Prefeitura anuncia suspensão de atendimento de saúde a mais de 31 mil detentos em presídios no Rio

Governo estadual contesta a versão da Prefeitura, afirmando que os repasses previstos até abril estão em dia e que os pagamentos são realizados de forma quadrimestral.

A Prefeitura do Rio de Janeiro vai suspender, a partir desta terça-feira (29), o atendimento de saúde em todas as unidades prisionais da capital fluminense. Segundo a Secretaria Municipal de Saúde (SMS), a medida foi tomada devido à ausência de repasses financeiros por parte do governo do Estado, responsável legal pela manutenção do sistema penitenciário e pelo custeio integral dos serviços de saúde prestados nas cadeias.

Secretaria de Estado de Saúde (SES-RJ) contestou a versão da Prefeitura, afirmando que os repasses previstos até abril estão em dia e que os pagamentos são realizados de forma quadrimestral. A secretaria informou que, em 18 de julho, a Prefeitura solicitou por e-mail a mudança para pagamentos mensais e garantiu que “está tomando as medidas administrativas para que a mudança seja realizada ainda esta semana”..

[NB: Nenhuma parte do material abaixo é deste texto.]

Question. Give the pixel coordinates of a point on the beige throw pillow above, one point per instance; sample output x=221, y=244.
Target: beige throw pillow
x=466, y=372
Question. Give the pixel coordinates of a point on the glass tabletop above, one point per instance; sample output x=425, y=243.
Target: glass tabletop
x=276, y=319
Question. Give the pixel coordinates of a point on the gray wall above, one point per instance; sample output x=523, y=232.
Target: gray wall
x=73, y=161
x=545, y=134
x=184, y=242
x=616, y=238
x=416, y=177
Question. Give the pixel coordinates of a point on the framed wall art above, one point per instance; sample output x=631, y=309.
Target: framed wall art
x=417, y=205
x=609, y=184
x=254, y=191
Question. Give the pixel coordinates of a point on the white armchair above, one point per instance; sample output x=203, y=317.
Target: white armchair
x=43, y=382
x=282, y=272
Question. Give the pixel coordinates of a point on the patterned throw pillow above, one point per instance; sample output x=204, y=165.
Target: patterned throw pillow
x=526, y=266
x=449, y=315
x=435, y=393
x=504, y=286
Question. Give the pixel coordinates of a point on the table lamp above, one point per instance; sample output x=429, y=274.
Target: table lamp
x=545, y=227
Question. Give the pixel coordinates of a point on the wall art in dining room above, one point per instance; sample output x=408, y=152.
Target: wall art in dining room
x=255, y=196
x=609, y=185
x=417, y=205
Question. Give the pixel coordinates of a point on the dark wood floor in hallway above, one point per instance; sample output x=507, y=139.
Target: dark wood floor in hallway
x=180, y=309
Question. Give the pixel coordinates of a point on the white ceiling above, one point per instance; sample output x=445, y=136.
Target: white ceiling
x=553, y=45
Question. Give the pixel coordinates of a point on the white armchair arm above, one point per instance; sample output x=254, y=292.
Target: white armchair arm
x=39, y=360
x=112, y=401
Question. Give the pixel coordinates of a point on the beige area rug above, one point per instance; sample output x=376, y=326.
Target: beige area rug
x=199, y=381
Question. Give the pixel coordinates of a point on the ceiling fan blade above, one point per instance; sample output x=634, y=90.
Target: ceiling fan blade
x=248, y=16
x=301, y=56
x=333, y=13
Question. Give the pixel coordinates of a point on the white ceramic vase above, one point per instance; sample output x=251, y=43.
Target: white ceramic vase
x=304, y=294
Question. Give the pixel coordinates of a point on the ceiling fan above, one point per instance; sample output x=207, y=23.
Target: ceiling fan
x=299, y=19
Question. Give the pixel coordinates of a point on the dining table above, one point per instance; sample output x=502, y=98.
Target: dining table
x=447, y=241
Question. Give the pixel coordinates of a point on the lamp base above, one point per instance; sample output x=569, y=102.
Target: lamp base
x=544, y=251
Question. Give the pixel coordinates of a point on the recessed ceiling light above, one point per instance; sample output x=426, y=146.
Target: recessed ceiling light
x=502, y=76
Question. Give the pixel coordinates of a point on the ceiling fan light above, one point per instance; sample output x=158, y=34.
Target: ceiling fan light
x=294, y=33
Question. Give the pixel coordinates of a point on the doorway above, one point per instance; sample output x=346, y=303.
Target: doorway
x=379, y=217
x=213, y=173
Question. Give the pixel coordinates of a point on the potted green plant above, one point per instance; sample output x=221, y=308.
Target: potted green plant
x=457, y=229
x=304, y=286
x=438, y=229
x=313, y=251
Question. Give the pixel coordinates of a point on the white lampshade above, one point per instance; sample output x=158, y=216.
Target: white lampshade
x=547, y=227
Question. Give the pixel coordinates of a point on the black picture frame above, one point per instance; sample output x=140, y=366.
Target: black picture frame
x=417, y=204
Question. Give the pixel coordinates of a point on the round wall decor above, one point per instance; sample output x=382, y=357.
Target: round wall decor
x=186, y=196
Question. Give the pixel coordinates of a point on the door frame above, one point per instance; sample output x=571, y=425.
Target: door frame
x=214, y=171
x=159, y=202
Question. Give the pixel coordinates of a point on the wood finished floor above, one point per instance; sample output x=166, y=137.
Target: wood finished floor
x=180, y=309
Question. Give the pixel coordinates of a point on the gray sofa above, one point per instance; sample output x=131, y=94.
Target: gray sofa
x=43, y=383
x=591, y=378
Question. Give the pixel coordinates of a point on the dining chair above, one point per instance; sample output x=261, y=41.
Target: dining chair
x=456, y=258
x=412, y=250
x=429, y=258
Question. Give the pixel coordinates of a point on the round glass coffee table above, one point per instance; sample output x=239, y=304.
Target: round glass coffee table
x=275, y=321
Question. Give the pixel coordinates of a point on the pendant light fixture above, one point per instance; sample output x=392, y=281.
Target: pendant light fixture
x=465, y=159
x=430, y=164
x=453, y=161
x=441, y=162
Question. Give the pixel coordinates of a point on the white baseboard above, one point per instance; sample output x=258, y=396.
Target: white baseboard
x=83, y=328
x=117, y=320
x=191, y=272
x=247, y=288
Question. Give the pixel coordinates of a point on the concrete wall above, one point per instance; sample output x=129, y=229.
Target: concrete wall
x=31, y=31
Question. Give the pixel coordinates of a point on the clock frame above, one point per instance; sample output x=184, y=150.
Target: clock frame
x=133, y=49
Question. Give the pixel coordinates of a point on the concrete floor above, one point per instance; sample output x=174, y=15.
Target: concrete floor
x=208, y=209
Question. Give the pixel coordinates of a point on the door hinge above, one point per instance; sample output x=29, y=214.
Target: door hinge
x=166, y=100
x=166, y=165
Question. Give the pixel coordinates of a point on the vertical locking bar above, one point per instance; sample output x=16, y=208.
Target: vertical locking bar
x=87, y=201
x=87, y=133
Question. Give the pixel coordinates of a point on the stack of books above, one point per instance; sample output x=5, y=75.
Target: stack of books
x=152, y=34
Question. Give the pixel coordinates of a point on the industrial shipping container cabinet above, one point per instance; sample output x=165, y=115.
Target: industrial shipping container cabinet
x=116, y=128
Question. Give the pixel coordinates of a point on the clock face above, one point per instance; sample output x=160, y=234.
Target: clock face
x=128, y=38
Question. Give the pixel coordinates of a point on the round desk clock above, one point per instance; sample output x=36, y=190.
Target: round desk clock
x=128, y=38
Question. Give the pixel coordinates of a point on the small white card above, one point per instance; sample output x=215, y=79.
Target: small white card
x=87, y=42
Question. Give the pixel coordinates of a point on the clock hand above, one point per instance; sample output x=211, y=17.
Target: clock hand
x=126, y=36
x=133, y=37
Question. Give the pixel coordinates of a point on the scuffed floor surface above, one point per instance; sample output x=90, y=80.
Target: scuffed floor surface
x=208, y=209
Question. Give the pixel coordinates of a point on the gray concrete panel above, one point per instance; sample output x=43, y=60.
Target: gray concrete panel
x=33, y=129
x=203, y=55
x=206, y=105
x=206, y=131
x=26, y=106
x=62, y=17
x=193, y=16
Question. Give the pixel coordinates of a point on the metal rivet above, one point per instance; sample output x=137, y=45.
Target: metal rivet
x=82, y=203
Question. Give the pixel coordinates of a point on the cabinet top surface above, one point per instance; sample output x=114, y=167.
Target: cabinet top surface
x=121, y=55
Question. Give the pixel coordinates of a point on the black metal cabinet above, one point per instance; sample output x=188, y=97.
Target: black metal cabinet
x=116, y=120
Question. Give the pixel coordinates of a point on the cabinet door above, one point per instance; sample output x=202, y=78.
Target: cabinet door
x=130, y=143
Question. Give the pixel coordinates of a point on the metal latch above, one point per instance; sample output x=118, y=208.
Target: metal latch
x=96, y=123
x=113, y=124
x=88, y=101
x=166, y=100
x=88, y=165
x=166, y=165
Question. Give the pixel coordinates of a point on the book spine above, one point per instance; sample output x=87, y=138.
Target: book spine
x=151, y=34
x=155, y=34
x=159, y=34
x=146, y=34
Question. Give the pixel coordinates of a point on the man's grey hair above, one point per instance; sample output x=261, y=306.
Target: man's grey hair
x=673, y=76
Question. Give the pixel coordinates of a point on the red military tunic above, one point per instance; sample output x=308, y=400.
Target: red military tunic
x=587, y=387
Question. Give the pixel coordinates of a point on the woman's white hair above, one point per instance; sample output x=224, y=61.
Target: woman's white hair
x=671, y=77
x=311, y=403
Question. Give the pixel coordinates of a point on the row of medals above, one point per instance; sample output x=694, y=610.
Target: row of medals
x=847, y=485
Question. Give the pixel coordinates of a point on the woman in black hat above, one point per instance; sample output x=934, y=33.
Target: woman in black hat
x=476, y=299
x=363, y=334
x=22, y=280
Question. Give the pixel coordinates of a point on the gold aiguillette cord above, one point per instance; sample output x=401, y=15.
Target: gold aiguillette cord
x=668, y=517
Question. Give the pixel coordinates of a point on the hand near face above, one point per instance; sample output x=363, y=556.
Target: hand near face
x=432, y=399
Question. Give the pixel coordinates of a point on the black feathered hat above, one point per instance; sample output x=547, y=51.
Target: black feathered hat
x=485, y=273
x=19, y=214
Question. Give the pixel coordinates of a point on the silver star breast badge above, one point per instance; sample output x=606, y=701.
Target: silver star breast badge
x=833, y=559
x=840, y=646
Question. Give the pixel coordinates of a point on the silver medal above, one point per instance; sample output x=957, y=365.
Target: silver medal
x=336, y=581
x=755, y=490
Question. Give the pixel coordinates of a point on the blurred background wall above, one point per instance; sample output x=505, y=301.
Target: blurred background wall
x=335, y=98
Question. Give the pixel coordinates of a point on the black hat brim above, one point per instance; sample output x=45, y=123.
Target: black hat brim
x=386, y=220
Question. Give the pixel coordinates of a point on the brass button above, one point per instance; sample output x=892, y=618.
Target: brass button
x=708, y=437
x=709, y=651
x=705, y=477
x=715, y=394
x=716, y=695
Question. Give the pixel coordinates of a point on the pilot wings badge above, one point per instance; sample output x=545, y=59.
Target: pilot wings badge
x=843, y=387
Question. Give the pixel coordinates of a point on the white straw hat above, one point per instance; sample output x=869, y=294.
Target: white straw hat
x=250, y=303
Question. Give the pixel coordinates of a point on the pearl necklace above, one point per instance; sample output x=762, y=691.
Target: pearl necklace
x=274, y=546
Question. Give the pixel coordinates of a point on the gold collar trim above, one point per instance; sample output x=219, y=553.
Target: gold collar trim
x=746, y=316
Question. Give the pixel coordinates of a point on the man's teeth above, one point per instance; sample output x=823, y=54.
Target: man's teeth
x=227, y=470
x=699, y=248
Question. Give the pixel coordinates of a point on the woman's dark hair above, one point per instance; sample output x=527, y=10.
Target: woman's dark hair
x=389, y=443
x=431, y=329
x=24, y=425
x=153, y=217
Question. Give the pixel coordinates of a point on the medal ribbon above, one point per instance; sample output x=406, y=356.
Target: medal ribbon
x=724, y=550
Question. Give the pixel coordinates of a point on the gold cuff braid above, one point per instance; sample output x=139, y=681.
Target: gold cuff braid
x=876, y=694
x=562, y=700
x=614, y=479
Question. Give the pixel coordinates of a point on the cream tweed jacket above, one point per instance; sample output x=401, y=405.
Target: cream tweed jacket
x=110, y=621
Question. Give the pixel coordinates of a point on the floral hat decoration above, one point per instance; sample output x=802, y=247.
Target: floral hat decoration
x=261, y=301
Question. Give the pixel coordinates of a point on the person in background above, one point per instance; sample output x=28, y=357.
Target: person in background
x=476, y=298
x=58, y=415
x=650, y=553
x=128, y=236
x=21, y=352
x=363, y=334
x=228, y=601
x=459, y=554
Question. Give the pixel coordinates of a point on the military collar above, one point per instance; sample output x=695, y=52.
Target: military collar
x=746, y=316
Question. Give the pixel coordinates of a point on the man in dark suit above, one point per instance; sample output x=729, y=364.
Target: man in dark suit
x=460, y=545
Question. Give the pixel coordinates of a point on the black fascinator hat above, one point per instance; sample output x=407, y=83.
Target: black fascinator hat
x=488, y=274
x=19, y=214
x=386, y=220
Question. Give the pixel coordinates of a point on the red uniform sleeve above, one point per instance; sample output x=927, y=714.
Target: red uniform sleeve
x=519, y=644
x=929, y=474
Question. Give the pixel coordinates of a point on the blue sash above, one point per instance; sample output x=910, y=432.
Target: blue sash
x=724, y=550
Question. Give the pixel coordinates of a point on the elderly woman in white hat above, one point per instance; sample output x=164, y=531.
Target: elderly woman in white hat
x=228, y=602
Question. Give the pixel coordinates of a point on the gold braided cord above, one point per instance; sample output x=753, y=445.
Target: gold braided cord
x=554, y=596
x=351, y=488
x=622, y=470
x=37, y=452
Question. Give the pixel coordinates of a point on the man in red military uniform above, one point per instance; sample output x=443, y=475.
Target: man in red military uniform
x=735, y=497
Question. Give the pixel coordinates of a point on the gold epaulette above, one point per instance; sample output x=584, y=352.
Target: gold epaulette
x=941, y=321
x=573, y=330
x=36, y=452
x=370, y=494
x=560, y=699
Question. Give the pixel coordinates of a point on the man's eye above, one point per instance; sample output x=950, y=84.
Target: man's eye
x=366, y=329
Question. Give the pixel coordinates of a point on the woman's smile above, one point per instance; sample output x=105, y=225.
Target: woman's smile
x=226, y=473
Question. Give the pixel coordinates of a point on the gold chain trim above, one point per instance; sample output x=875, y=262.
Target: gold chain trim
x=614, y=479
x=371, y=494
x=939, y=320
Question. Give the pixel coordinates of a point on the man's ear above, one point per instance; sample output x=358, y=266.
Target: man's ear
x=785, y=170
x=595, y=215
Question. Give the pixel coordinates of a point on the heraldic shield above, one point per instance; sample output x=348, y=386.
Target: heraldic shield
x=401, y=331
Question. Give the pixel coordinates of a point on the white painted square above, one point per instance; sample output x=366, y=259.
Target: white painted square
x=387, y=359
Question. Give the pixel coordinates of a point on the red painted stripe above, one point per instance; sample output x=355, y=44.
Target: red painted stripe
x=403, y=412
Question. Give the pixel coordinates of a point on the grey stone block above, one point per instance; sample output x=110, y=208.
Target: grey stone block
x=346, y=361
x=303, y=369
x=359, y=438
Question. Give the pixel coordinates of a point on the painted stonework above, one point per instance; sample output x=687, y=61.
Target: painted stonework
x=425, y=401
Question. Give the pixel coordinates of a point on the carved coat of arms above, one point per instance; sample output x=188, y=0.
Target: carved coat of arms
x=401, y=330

Se a paralisação for concretizada, um contingente estimado em 31,5 mil detentos distribuídos em 28 presídios pode ficar sem atendimento. A Prefeitura alega que vinha sendo mantendo o serviço com recursos próprios desde abril, quando o último repasse estadual — no valor de R$ 7,6 milhões — foi efetuado. Desde então, os custos referentes aos meses de maio, junho e julho não foram cobertos.

“O Estado, como responsável pelo sistema penitenciário, tem que prover saúde aos presos. A Prefeitura do Rio fez convênio com o governo estadual para dar essa assistência mediante pagamento pelo Estado. Mas os repasses estão atrasando historicamente. Chegamos ao nosso limite”, declarou o secretário municipal de Saúde, Daniel Soranz.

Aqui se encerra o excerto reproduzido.